Three years later, the train was launched, on 29 April, 1989, with a locomotive and seven carriages that carried four paying passengers, friends and press who set off for the then Eastern Transvaal, now Mpumalanga.

All the engines acquired for Rovos Rail have been named after the Vos children, Brenda, Bianca, Tiffany and Shaun, and, later, other family names.

On the 10th anniversary of Rovos Rail, the magnificently restored and rebuilt locomotive 25NC 3484, which had been converted from coal-firing to oil, was christened Marjorie after Vos’ mother.

Vos-Fitchet, who is one of the Vos daughters, said given that Rovos was mostly reliant on the international business market, it did not see itself being fully operational again until 2022.

“The tour journeys offered before the lockdown included trips to and from Cape Town, to and from Victoria Falls, to and from Durban as well as longer journeys such as African Collage, Golf Safari, and 15-day Dar es Salaam trips.”

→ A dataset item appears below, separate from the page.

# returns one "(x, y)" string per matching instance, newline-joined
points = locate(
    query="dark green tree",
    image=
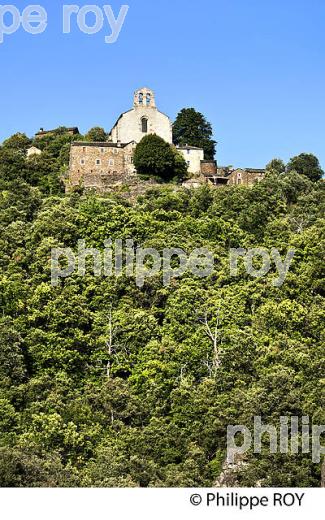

Rovos offered various packages, including pullman, deluxe and royal, for anything from two nights to six nights from Pretoria, Cape Town or Durban to the Victoria Falls, ranging from between R22,000 to R45,000 per person sharing.

Seven-day packages to Victoria Falls ranged anything between R49,000 to R98,000 per trip sharing.

Due to the various lockdown regulations on travel, only three local trips are currently available.

A previous employee of Rovos, who spoke on condition of anonymity, said he was one of those retrenched during and due to Covid-19.

The employee praised his previous employers and did not want to comment on the current state of the business.

“I just really miss my job,” was all he would say.